Life is a rollercoaster. I feel as if I am always on the go, always thinking, debating, solving, creating, managing, motivating, inspiring, coaching, teaching, at the same time trying to keep my sanity. I feel like a superwoman. That in itself is powerful. Women are strong creatures. We have an ability to get things done, while juggling many tasks at the same time.
One of my favorite juggling acts is photographing dinner for the blog right before I serve it, especially when my patient husband waits so “patiently” to eat it. A funny man that he is, he loves telling people how he’s grown used to eating cold dinners by now. Thankfully this one only took me a few minutes.
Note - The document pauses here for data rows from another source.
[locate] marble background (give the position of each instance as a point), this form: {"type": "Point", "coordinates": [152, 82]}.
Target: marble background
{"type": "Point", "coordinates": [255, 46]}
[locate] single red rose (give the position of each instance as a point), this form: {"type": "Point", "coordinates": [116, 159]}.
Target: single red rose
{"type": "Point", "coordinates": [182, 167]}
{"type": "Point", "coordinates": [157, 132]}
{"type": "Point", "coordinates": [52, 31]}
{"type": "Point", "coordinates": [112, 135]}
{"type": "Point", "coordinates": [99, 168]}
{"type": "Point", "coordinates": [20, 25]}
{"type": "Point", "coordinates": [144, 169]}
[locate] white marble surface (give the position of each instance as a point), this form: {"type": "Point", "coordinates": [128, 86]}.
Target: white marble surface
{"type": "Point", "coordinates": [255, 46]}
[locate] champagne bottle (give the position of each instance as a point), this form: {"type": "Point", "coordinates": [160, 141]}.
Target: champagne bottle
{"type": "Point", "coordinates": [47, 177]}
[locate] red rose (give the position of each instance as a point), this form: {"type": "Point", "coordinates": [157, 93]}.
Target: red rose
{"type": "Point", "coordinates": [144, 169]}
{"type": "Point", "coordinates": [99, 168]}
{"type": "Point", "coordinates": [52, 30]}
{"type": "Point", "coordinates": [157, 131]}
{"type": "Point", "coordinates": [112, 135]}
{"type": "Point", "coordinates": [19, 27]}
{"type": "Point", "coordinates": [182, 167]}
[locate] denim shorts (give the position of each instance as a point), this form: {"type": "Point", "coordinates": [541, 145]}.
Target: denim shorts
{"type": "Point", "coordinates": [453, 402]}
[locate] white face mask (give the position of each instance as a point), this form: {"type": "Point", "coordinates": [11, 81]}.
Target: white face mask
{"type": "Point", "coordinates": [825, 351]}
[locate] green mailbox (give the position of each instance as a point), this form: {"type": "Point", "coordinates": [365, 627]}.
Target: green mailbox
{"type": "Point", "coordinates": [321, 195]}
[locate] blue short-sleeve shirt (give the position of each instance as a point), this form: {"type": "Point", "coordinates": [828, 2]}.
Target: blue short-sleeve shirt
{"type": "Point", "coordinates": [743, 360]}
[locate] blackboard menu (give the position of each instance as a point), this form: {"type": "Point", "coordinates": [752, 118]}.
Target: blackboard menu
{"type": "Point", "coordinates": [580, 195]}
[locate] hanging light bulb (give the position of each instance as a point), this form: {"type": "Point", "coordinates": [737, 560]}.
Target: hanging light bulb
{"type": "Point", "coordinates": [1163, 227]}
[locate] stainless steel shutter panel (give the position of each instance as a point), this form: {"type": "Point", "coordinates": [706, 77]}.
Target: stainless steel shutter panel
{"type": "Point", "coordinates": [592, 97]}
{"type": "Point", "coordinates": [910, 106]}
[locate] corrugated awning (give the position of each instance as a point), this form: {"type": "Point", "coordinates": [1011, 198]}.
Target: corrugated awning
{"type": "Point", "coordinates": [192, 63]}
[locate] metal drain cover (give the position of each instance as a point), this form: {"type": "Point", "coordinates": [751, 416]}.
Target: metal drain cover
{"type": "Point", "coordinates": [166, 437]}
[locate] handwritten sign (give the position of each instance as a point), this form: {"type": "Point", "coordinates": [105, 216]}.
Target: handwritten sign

This panini is on a whole new level of good. We are very lucky to be living so close to NYC. The abundance of Deli style meats blows my mind. The benefit of having fantastic pastrami within miles is phenomenal. When Kurt’s family visited from Lake Tahoe they were trying to figure out how to sneak the pastrami on the plane and bring it back home with them. Yeah, its that good.
I send Kurt to one of these fabulous Deli’s to pick up pastrami because making this panini was all I can think about. One of the best sandwiches I have made.
- Arugula pesto (2 tbsp pignoli nuts, 1 cup arugula, 3 garlic cloves, 1 tsp lemon juice, olive oil and salt: process in a blender)
- 4 slices rye bread
- 1 small eggplant, sliced lengthwise into thin slices
- 4 slices fresh mozzarella
- ½ lb pastrami
- 1 tbsp olive oil
- whole grain mustard, for serving
- Prepare pesto.
- Preheat a griddle or a panini press.
- Season with salt. Preheat olive oil in a small skillet, sauté eggplant slices about 2 min on each side. Set aside.
- Spread pesto on both sides of rye slices, top with eggplant, pastrami and mozzarella cheese. Grill until the cheese melts and grill marks appear.
- Serve with mustard on the side.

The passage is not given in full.